The new report showed that the healthcare, technology, and financial services sectors are the most cyber ready, with retail and education the least ready. That could be a reflection of the fact that healthcare organizations and financial services firms are among the most heavily regulated when it comes to data protection.
From the perspective of geography, businesses in India, the U.K. and the U.S. are the most cyber ready, while the Republic of Ireland, Singapore, and Germany perform less well. As for company size, larger enterprises are most likely to be cyber ready, but can be hampered by management and control issues, according to the report.

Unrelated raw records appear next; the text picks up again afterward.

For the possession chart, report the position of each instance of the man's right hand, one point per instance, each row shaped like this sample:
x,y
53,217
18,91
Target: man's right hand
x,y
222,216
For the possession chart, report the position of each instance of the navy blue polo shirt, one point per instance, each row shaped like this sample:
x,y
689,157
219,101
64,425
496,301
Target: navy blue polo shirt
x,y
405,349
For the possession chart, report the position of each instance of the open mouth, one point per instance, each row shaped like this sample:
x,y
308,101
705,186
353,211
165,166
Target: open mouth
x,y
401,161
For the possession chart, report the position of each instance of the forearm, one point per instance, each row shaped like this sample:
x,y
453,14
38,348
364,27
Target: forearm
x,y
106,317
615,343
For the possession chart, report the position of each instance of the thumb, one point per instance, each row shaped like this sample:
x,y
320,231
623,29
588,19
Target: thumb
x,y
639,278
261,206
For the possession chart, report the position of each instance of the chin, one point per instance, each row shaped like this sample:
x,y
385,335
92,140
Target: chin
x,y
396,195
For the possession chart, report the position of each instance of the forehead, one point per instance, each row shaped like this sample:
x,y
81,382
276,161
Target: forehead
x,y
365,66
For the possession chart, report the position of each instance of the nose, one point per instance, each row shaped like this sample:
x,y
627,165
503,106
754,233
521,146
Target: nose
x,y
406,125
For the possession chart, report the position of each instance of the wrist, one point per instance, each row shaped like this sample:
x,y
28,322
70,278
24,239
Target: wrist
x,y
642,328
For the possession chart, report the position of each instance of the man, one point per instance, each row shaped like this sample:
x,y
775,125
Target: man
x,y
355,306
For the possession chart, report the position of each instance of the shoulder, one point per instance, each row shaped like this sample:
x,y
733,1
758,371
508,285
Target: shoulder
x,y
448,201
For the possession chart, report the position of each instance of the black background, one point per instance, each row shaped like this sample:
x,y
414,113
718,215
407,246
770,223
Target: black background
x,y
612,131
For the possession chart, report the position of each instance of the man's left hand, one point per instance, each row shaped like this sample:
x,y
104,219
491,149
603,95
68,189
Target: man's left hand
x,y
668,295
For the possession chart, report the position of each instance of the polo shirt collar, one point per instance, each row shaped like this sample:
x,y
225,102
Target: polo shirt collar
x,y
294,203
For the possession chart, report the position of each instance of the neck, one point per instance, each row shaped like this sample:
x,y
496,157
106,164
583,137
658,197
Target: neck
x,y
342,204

The study also shows that there is a significant disconnect between what employers think their employees were doing and what is actually taking place when it comes to workplace technology.
For example, 43% of the respondents think employees use their personal smartphones for work, while in reality 63% of employees do so. And employers of all sizes offering remote working think a maximum of 46% of their employees work remotely, while 59% of employees report that they work away from the office.
The report shows that a common challenge for organizations is to align security and cyber policies more closely with employee requirements and behaviors. Employees understand their role in ensuring cyber security, with 47% of staff reporting that policies are followed. But most say there are some types of “work arounds” used. And 42% of workers say that policies actually hinder their efficiency.
While there is clearly a common desire for both employees and employers to do the right thing, there is a big discrepancy in understanding when it comes to security, noted Vodafone enterprise cyber security lead Maureen Kaplan. The research demonstrates that organizations need to create digital cyber security policies that are compatible with their workforce.